We are back in session and have hit the ground running – an indication that we will have a fast paced session this year. In the Healthcare committee, on which I serve, our most pressing issue this week was hearing testimony from the Brattleboro Retreat and Agency of Human Services. With cash on hand of only 30-40 days and utilization of only 60% (acute care beds are close to 90-95% capacity) - the Brattleboro Retreat asked Agency of Human Services for additional funding or they may need to close, sell or downsize. Just a few days before the session started it was reported that the Secretary of the Agency of Humans Services turned down that request. The Brattleboro Retreat is not only a primary element of our mental health system and is 100% of the State’s capacity for inpatient children’s beds, but is also an economic engine in Windham County. Steps towards a productive collaborative conversation were made last week between the two parties and the legislature will continue to stay abreast of the situation.

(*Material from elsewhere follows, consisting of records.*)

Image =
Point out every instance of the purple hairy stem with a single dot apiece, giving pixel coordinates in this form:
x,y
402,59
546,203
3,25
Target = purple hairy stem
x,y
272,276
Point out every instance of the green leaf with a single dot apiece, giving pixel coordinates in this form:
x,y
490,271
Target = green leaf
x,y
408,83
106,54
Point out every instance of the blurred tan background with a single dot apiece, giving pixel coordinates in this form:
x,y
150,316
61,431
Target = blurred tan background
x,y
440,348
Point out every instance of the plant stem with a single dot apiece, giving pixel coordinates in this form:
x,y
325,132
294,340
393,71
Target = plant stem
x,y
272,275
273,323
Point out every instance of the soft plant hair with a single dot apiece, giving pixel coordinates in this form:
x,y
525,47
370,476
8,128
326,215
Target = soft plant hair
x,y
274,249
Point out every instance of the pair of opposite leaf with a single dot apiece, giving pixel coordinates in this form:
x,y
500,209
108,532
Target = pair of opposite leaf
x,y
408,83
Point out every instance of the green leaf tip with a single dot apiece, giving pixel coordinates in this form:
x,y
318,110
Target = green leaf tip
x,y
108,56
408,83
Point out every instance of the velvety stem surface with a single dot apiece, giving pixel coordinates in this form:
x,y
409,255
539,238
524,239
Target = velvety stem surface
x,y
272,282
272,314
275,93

We reviewed the administration’s budget adjustments for the departments under our jurisdiction – Department of Vermont Health Access and Department of Mental Health. This is an annual mid-year process that starts in the House. We review the Administration’s budget adjustments recommendations to provide House Appropriations policy feedback. One area that stood out in this review - The Department of Mental Health has ongoing pressure in residential treatment for children. Although many factors cause this pressure, primarily it’s due to an increase in the acuity of clinical need for children. Our committee will continue to work with DMH and other stakeholders on both children and adult needs and the system of mental health.
The Vermont’s healthcare system is considered a “merged market”. This means individuals and small businesses are combined into one market for assessing risk and offering plans through Vermont Health Connect. This merged market includes approximately 74,000 people. Act 63 of 2019 required the Agency of Human Services to evaluate the impact of health insurance premiums from fully separating the merged individual and small group markets and to develop a strategy for making health insurance more affordable for all Vermont residents. Stakeholders met over the summer and fall and presented their findings to our committee. What ensured was a lively and thoughtful discussion on several proposals including fully unmerging or partially unmerging the markets. This was the first of what will be many committee discussions this year on Vermont’s health insurance structure.

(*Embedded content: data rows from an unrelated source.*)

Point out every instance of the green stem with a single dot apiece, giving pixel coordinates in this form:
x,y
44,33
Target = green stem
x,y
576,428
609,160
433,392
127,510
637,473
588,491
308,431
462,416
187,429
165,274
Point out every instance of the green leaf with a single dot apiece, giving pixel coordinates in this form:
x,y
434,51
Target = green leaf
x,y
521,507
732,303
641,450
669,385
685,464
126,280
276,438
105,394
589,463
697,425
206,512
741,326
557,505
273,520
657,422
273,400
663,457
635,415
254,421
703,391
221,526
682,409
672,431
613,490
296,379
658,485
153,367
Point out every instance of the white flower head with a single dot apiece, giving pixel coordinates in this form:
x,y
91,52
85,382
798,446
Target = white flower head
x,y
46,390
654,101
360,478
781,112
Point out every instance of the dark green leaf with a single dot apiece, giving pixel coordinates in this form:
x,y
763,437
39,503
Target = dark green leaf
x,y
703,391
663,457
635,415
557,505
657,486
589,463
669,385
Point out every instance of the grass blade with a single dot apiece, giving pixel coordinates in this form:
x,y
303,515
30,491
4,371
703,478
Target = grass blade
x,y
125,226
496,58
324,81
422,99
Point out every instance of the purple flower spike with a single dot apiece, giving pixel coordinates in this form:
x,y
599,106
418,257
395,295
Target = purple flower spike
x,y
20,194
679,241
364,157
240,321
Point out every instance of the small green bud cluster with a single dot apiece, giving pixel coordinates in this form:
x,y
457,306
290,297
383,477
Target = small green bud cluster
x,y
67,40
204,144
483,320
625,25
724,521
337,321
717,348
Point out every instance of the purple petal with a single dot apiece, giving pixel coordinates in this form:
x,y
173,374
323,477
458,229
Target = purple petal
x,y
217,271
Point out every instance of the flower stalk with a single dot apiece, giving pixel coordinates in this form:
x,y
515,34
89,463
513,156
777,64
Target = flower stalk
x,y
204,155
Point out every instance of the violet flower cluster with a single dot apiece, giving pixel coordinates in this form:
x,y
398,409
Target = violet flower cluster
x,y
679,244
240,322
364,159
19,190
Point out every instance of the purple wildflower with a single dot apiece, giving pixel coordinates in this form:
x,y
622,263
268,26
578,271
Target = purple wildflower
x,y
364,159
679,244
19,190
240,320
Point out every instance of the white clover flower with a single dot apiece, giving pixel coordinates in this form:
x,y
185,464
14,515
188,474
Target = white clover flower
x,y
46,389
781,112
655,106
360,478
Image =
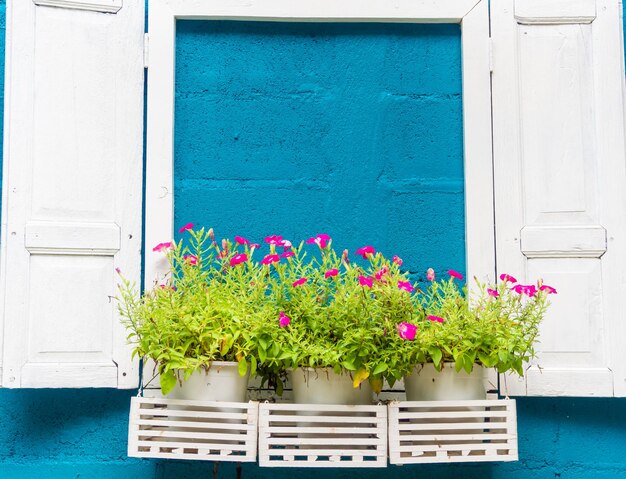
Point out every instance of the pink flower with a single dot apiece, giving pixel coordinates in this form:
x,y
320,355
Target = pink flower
x,y
320,240
365,251
528,290
436,319
379,275
274,239
548,289
191,259
161,247
187,227
507,278
455,274
331,272
238,259
430,274
283,320
406,286
407,331
270,258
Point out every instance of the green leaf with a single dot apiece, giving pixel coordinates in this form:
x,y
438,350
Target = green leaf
x,y
168,381
382,367
435,354
243,367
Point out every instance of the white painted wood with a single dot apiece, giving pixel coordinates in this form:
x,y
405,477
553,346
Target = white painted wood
x,y
452,431
471,14
560,186
105,6
71,193
555,11
72,238
195,430
314,435
422,11
563,241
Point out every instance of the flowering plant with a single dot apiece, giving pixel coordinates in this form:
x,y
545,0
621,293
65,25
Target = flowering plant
x,y
206,309
495,326
308,306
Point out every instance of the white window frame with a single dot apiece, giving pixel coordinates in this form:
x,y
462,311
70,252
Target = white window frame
x,y
472,15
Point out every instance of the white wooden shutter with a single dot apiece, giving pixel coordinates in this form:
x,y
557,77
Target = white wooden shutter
x,y
560,184
72,190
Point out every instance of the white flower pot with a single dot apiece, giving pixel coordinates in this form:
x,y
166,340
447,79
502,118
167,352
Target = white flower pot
x,y
222,382
324,386
425,383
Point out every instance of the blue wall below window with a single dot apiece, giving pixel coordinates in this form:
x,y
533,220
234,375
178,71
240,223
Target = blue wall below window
x,y
82,433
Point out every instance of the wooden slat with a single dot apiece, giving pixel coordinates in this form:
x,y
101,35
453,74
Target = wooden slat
x,y
462,436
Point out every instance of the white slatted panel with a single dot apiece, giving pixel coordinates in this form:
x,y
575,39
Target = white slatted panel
x,y
560,184
452,431
314,435
71,192
195,430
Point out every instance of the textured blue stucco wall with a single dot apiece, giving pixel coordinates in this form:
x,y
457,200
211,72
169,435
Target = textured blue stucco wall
x,y
82,433
354,130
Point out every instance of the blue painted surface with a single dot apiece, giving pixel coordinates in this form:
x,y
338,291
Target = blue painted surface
x,y
60,434
346,129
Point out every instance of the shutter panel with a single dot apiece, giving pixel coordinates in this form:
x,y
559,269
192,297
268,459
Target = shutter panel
x,y
560,184
71,193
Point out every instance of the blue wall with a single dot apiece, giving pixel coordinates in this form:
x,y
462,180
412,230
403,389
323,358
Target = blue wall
x,y
82,433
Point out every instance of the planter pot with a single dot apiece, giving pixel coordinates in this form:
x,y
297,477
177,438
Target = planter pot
x,y
428,384
221,382
324,386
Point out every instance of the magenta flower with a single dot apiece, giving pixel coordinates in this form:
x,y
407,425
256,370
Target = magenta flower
x,y
344,257
283,320
407,331
161,247
379,275
548,289
274,239
455,274
430,274
406,286
492,292
320,240
507,278
365,251
270,258
528,290
436,319
191,259
238,259
331,272
187,227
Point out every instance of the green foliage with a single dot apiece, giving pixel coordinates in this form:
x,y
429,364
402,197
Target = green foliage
x,y
310,307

In the first week no bills were voted on, but I expect that to change quickly. Both paid family leave and minimum wage legislation moved to conference committee’s this week. Should the committee’s reach agreement on their respective legislation, both chambers then have an opportunity to vote up or down (the chambers cannot make changes to the legislation).

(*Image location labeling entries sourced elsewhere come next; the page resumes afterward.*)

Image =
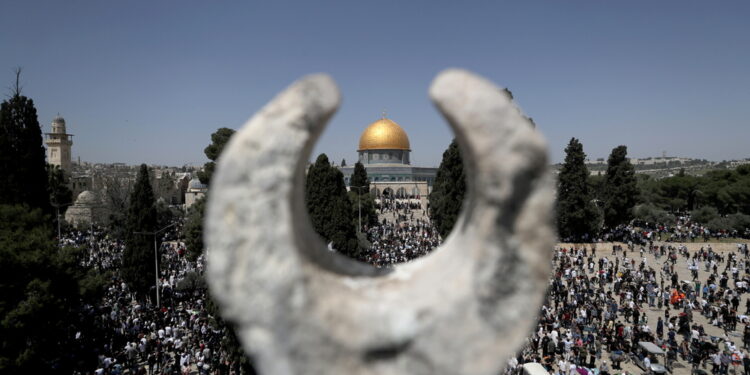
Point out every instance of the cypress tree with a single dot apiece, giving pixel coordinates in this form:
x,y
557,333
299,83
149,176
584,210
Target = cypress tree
x,y
577,216
138,268
620,188
359,182
219,140
22,156
362,201
448,190
329,207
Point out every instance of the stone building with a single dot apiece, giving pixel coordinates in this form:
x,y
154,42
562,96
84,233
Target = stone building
x,y
87,209
195,191
384,150
59,143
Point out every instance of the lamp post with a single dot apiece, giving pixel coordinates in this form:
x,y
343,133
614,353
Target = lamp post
x,y
156,257
359,208
57,209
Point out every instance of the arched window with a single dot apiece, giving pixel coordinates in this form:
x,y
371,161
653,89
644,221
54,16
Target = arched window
x,y
401,192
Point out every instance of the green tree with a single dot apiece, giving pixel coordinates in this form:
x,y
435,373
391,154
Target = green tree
x,y
193,229
362,201
219,140
43,289
360,180
448,190
138,268
329,206
620,188
577,215
22,157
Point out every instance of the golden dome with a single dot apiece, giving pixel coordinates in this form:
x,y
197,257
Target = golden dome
x,y
384,134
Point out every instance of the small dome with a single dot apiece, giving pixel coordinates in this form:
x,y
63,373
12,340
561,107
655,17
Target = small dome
x,y
195,183
87,198
384,134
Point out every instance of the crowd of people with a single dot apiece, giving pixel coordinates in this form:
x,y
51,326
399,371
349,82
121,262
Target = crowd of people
x,y
178,336
683,230
399,242
601,306
603,303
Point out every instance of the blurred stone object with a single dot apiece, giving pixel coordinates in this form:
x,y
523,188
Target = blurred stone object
x,y
301,309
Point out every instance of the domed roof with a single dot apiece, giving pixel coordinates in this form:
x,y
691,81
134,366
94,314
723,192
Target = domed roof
x,y
384,134
88,198
195,183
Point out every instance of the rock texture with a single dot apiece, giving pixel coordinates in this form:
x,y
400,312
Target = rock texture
x,y
300,309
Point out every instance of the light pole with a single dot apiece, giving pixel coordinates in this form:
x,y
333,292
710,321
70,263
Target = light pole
x,y
156,258
57,208
359,208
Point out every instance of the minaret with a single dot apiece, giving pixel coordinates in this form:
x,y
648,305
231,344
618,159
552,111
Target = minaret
x,y
58,145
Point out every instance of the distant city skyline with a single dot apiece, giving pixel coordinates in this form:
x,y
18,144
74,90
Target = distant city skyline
x,y
144,82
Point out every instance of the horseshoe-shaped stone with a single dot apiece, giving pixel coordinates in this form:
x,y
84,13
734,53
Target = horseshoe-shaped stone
x,y
301,309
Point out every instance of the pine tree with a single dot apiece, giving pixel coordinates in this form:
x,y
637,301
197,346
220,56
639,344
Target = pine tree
x,y
620,188
577,215
219,140
138,259
43,289
22,157
329,207
448,190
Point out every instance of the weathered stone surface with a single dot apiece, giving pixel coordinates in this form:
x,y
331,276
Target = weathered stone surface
x,y
463,309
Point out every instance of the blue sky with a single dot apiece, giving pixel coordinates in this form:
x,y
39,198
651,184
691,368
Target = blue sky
x,y
150,81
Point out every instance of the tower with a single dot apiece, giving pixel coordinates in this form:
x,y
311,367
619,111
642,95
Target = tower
x,y
58,144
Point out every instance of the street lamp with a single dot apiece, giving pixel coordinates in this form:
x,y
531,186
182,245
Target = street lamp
x,y
57,208
156,257
359,208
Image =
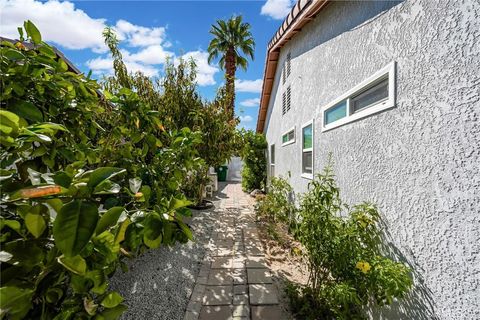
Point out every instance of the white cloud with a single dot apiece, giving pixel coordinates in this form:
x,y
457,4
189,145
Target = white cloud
x,y
246,119
255,102
104,65
69,27
254,86
138,36
59,22
277,9
154,54
205,71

This past weekend in Essex - myself and a small group of planners, along with many, many volunteers with support from area organizations hosted our first annual Gather at The Table dinner. This free event included a delicious dinner, an open gym, music, board games and the opportunity to chat with new and old neighbors. Our intention was to gather our Essex and Westford neighbors, to connect the non-school and school communities and to enjoy an evening together. Well over 400 people attended! We’ve already started our planning for next year. My heart is full!